Entre un gobierno legítimo chíi y otro insurgente suní prefirieron este último. Todo el Oriente Medio se convirtió en un avispero en el que entró la gran potencia chíi de la zona, Irán, ya aceptada en el club de los países civilizados tras poner sus milicias (chíies) al servicio de la lucha contra el Daesh. A la guerra se incorporaron los kurdos, aunque suníes, listos a luchar con Occidente para obtener la independencia que se les prometió en San Stefano, tras la I Guerra Mundial.

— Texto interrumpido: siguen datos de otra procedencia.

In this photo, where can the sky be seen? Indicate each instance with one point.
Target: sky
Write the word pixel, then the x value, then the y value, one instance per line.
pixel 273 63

Así Turquía se ha visto arrastrada a un conflicto en el que no tiene nada que ganar y sí mucho que perder. Por otra parte, ya en ese escenario, le resultó imposible negar su condición de suní y cerrar la frontera al Daesh, tanto en hombres como en material, incluso de guerra. Era inevitable si quería estar a la altura de las grandes potencias suníes de la zona, Arabia Saudi y Qatar. También le compró petróleo a partir de la conquista de Mosul, ingreso financiero vital para el esfuerzo de guerra del Daesh. Y para colmo de males empezó a bombardear a los aliados de Estados Unidos, kurdos y sirios, so pretexto de que eran "terroristas", calificación que solo extiende de manera demorada y blanda a los suníes insurgentes.

Exterior del aeropuerto turco Ataturk tras el atentado suicida de finales de junio. (Reuters)
Exterior del aeropuerto turco Ataturk tras el atentado suicida de finales de junio. (Reuters)

Como era de esperar, la proximidad al terror terminó volviéndose contra los propios turcos y los atentados islamistas se convirtieron en cosa relativamente normal. Por otra parte esta conducta le alienó el favor de Occidente e incluso el de su propia opinión pública interna. Era inevitable que la prensa libre denunciase este curso autodestructivo, por no decir suicida. El resultado ha sido la persecución de la prensa y los críticos en general con un deterioro tan considerable de los derechos humanos que la propia administración estadounidense, tanto por boca del vicepresidente, Joe Biden, como del embajador en Ankara, se ha visto obligada a recordar la imposibilidad de pertenecer a Occidente si tales políticas persisten. El último amigo perdido fue Rusia tras el derribo de un caza Sukoi 24 el pasado 24 de noviembre del 2015. Aunque ya parece que se van calmando las aguas en lo referente a Israel y Rusia, y la ayuda al Daesh remite, los problemas de fondo están ahí y se resumen en la voluntad turca de ser parte de Occidente con políticas islamista suníes, tanto internas como externas, que están en el filo de lo inaceptable o que lo son sin más.

El intento de golpe de Estado ha venido a aclarar que Occidente prefiere urnas enemigas a milicos amigos y que ha terminado la época de los Somoza, Trujillo o Pinochet. Queda ahora por saber lo que hará Turquía tras la purga del instituto militar y judicial que va a ser profunda y sin reservas. Hay dos posibilidades. Que Erdogan entienda que ha ido demasiado lejos y frene sus ambiciones estratégicas, al menos las mas desmedidas, visto el destrozo que está haciendo tanto dentro como fuera de sus fronteras o que siga adelante, lo que muy posiblemente convertiría a Turquía en otro Pakistán: escenario pavoroso por no decir apocalíptico tanto para Turquía como para nosotros y que podría empeorar si le añade la posible discordia civil consiguiente. Mejor no hacer profecías. Pero el que Erdogan haya acusado a los EE.UU. de estar detrás del golpe no es tranquilizador y apunta a un populismo de consecuencias imprevisibles. En cualquier caso el paradigma de Ataturk, paz en casa, paz en el exterior y laicidad garantizada por las Fuerzas Armadas, puede darse por difunto. Esperemos que su remplazo obtenga parecido aplauso tanto en casa como en el mundo.